Ces réformes ont forcé les banques à apparier une certaine partie de leurs capitaux propres pour chaque dollar prêté, à ne pas dépasser un ratio de levier précis et à attribuer le capital proportionnellement au niveau de risque des prêts.

Les banques doivent donc restreindre leurs activités commerciales ou lever du capital pour augmenter leurs actifs (dont les prêts font partie). Lever des capitaux propres a un coût, et ce coût est encore plus élevé pour des prêts plus risqués, puisque davantage de capital doit être attribué à ces emprunts.

Ces facteurs ont amené les institutions financières à resserrer leurs critères pour consentir des prêts. En conséquence, des prêteurs «alternatifs» ont émergé.

Plus qu’une mode

Cela dit, les prêts privés ne sont pas forcément de mauvais prêts, sous prétexte que les banques les auraient boudés parce qu’elles les jugent trop risqués.

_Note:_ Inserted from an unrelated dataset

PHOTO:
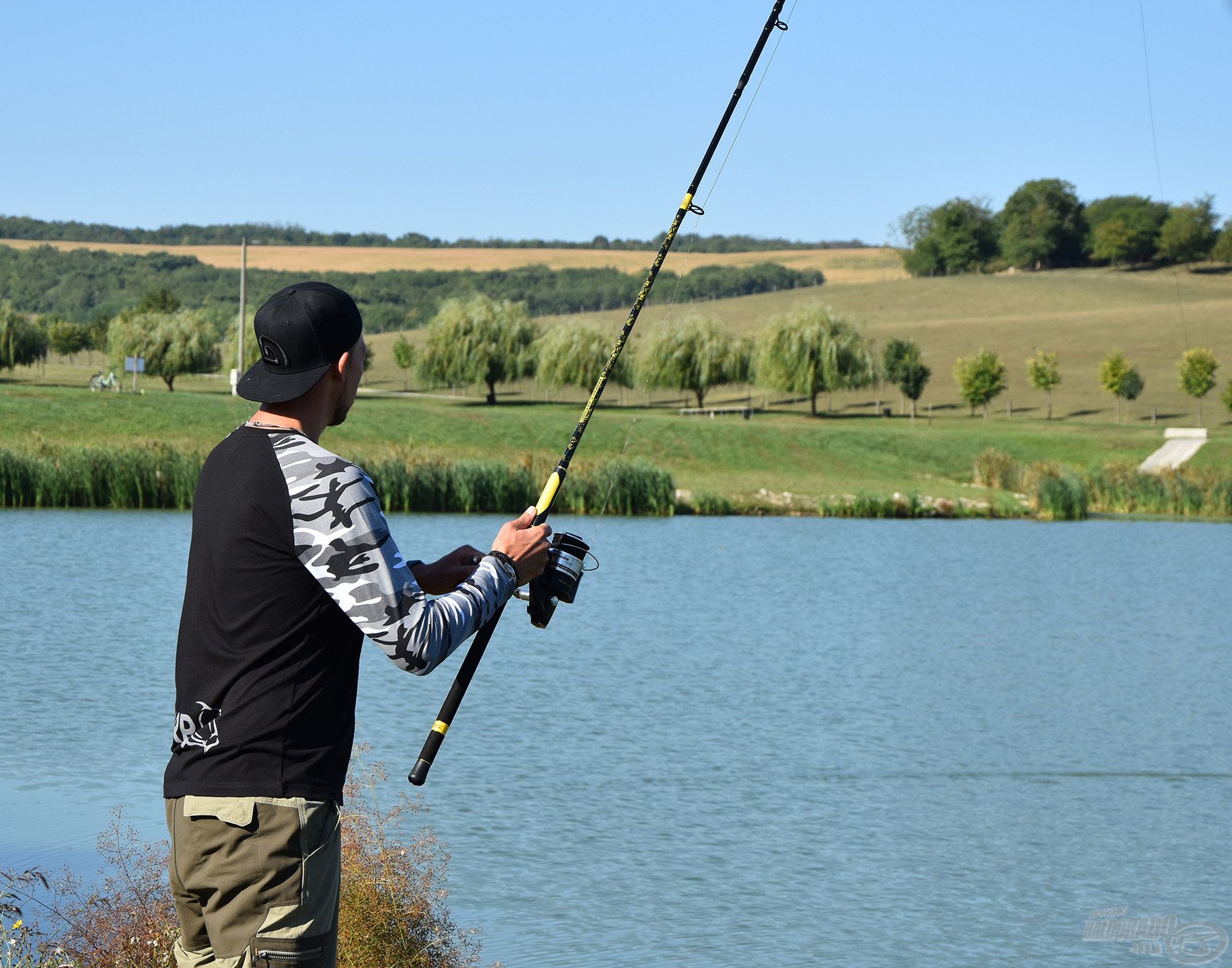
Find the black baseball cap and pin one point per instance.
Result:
(302, 331)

Souvent, les besoins en financement des entreprises nécessitent une flexibilité que les banques ne peuvent offrir.

Par exemple, les critères des banques exigent de leurs emprunteurs des ratios de capitaux propres que de nombreuses entreprises en croissance n’atteignent pas toujours. Également, les entreprises peuvent avoir besoin des prêteurs non bancaires parce que les actionnaires ne veulent pas lever des capitaux propres et que leur participation se trouve diluée.

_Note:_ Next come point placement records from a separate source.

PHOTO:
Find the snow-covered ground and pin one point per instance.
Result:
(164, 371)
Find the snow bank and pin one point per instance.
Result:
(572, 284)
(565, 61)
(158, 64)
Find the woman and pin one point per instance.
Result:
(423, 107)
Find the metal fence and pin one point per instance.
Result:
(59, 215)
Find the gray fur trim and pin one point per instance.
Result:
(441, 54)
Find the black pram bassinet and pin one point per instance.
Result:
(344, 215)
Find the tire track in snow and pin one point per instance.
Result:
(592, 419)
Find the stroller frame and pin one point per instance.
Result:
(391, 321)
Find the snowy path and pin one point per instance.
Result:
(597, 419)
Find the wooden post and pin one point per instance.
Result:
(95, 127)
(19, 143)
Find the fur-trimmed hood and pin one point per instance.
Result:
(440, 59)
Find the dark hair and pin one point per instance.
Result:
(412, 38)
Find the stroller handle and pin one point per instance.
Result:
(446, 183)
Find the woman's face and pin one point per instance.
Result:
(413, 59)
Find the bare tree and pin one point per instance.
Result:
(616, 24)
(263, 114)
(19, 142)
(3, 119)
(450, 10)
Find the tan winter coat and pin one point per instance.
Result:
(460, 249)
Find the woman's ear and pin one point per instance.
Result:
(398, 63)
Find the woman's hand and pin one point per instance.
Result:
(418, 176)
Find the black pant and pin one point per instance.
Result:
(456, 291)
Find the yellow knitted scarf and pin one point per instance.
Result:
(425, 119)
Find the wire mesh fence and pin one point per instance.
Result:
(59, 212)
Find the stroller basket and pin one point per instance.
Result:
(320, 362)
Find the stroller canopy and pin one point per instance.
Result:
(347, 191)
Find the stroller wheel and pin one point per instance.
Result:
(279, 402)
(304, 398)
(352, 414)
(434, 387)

De plus, une banque peut parfois prendre des semaines, voire des mois, avant d’accorder un prêt. De leur côté, les entreprises souhaitent profiter d’occasions ou doivent réaliser certaines transactions dans des délais plus courts.

Également, il y a plusieurs secteurs dans lesquels les banques n’ont pas d’expertise leur permettant de bien évaluer le risque. Elles ont aussi parfois eu de mauvaises expériences dans certains secteurs et ont décidé de s’en retirer. Ces éléments créent de l’espace pour des prêteurs privés capables de bien évaluer le risque et de faire le suivi de créances dans des secteurs spécifiques.

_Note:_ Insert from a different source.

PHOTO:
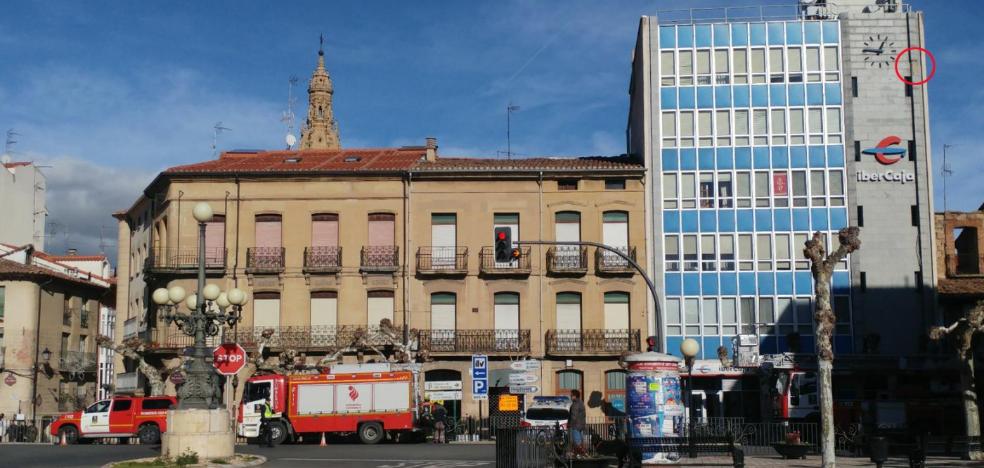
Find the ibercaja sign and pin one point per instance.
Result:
(886, 152)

De l’autre côté de l’équation, les épargnants cherchent des façons d’obtenir des rendements attrayants compte tenu des bas taux d’intérêt. Depuis plusieurs années, une prise de risque accrue s’est effectuée dans le marché des obligations à haut rendement, ce qui a le potentiel de hausser significativement la volatilité en cas d’incertitude sur les marchés publics. Les titres à haut rendement sont liquides puisqu’ils se négocient sur un marché organisé, mais ils le sont beaucoup moins qu’auparavant et la liquidité peut s’effriter rapidement dans une crise de crédit.

Dans ce contexte, des solutions de rechange permettant de bonifier le rendement tout en limitant la volatilité peuvent être alléchantes.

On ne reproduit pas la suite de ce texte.